Saturday, May 26, 2012


On this day in 1647, in Hartford, Connecticut, Alse Young becomes the first person to be executed as a witch in the British American colonies. She had a daughter, Alice Young Beamon, who would, herself, be accused of witchcraft in nearby Springfield, Massachusetts, 30 years later. Fortunately, she would not suffer her mother's fate. As was often the case, Alse Young was a woman without a son when the accusation of witchcraft was lodged, which implied that she would be eligible to inherit her husband's estate upon his death. Young's execution took place a full half-century before the far more infamous "witchcraft panic" at Salem, Massachusetts.

On this day in 1805, everybody's favorite world-beater Napoléon Bonaparte assumes the title of "King of Italy" and is crowned with the Iron Crown of Lombardy in Milan's gothic Duomo di Milano cathedral. The crown (see above) is said to have been forged from a nail taken from the True Cross. Personally, I think it's god-awful looking.

On this day in 1908, At Masjed Soleyman in southwest Persia (in modern-day Iran), the first major commercial oil strike in the Middle East is made. The rights to the resource are quickly swept up by the Anglo-Persian Oil Company, which, in 1935, would be re-named the Anglo-Iranian Oil Company, which, in 1954, would be re-named British Petroleum.
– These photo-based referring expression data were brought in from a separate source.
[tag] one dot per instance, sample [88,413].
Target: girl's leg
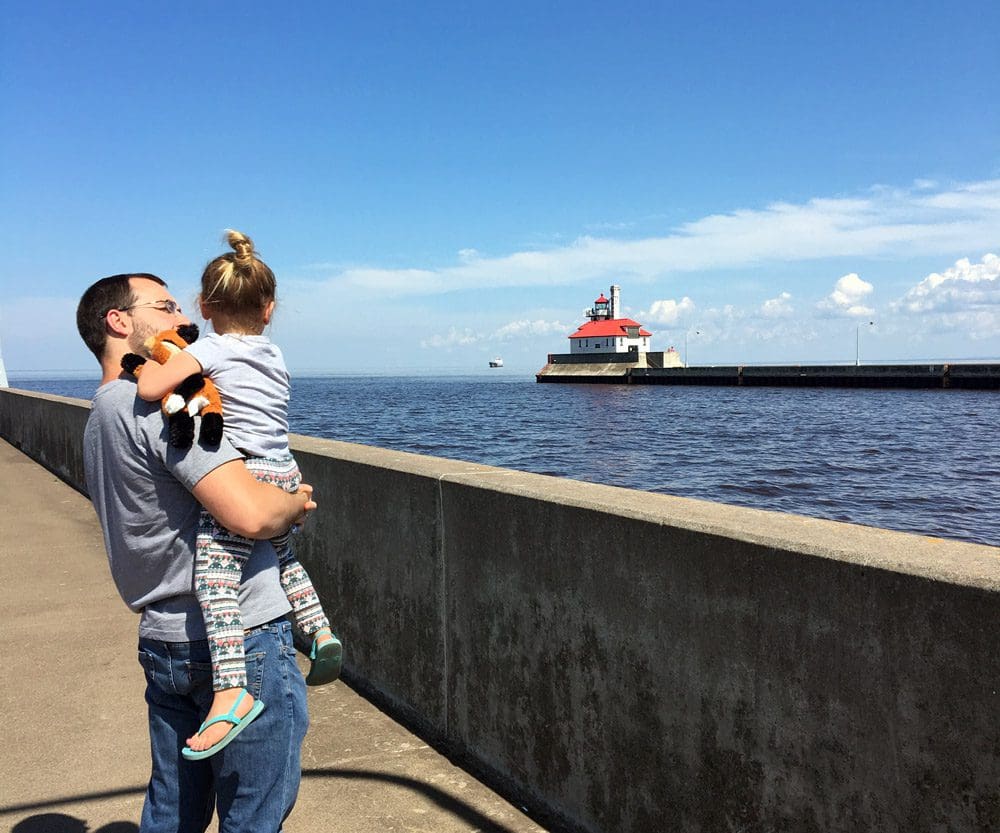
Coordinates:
[219,559]
[327,652]
[306,606]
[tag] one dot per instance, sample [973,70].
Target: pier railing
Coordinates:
[636,662]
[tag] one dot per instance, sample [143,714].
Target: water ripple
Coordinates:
[917,461]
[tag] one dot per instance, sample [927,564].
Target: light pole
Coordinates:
[697,333]
[857,344]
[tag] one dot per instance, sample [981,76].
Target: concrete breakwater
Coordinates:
[625,661]
[623,368]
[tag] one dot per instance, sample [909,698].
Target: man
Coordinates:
[148,497]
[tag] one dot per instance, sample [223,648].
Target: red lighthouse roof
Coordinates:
[609,328]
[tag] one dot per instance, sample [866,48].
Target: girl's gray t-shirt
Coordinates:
[141,489]
[250,373]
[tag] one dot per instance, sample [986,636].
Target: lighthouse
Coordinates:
[607,332]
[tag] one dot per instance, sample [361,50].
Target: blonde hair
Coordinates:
[238,284]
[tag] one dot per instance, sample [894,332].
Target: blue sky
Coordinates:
[435,184]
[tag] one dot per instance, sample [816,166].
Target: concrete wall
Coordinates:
[975,376]
[636,662]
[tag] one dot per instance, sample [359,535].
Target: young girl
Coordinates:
[237,296]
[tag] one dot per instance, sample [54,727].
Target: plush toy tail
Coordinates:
[211,429]
[180,429]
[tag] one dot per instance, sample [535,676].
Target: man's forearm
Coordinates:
[245,506]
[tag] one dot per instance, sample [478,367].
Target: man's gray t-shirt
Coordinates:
[140,487]
[250,373]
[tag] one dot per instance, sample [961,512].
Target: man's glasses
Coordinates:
[167,306]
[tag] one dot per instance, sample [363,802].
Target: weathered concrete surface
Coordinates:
[974,376]
[636,662]
[75,749]
[639,662]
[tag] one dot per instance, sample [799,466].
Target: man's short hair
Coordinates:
[105,295]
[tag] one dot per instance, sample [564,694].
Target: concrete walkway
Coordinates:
[75,754]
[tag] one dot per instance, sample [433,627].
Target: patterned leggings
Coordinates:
[218,570]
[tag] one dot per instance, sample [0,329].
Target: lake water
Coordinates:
[923,461]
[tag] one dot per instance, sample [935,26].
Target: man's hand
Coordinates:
[238,501]
[305,490]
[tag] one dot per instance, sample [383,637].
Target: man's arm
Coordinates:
[157,380]
[247,507]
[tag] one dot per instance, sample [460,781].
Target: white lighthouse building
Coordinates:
[607,332]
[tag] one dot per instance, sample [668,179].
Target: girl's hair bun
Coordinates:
[241,244]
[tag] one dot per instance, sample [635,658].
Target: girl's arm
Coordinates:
[157,380]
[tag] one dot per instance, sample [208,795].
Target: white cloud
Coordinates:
[847,296]
[921,220]
[964,286]
[779,307]
[963,299]
[667,312]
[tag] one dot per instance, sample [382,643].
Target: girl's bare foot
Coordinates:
[222,704]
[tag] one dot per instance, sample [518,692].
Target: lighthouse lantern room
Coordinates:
[606,332]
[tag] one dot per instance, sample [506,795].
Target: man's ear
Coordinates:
[116,323]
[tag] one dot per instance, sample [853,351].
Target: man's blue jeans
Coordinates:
[253,782]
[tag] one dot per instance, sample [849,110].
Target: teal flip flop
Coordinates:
[327,659]
[239,724]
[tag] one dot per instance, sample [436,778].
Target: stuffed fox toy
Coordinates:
[195,395]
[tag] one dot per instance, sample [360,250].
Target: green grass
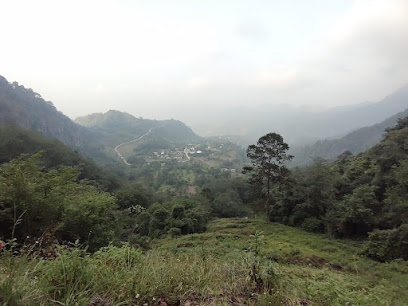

This nomenclatural erasure of one side of the "partnership" could well serve as a telling short-hand for the long, sad story of the West's petro-political dealings with Iran. Oil and its commercial exploitation are, without a doubt, key linchpins to developing a holistic understanding of the parapolitical 20th century (and beyond).

On this day in 1930, America's Supreme Court rules that purchasing booze does not violate the Constitution. Kindly insert your own anti-marijuana-prohibition comment here.

On this day in 1938, the House Un-American Activities Committee or HUAAC begins its first session, to investigate alleged disloyalty and subversive activities on the part of private citizens, public employees, and those organizations suspected of having communist or fascist ties. Soon, they were grilling members of the Federal Theater Project over the political ties and activities of the various writers, directors, actors, dancers and artisans who helped put together those shows. The hearings went on for months. Meanwhile, the committee decided against opening investigations into the Ku Klux Klan, because, as committee member John E. Rankin (D-MS) remarked: "the KKK is an old American institution." How right he was.

On this day in 1986, the European Community adopts the European flag (see below).

Exact measurements and element orientation... picky, picky!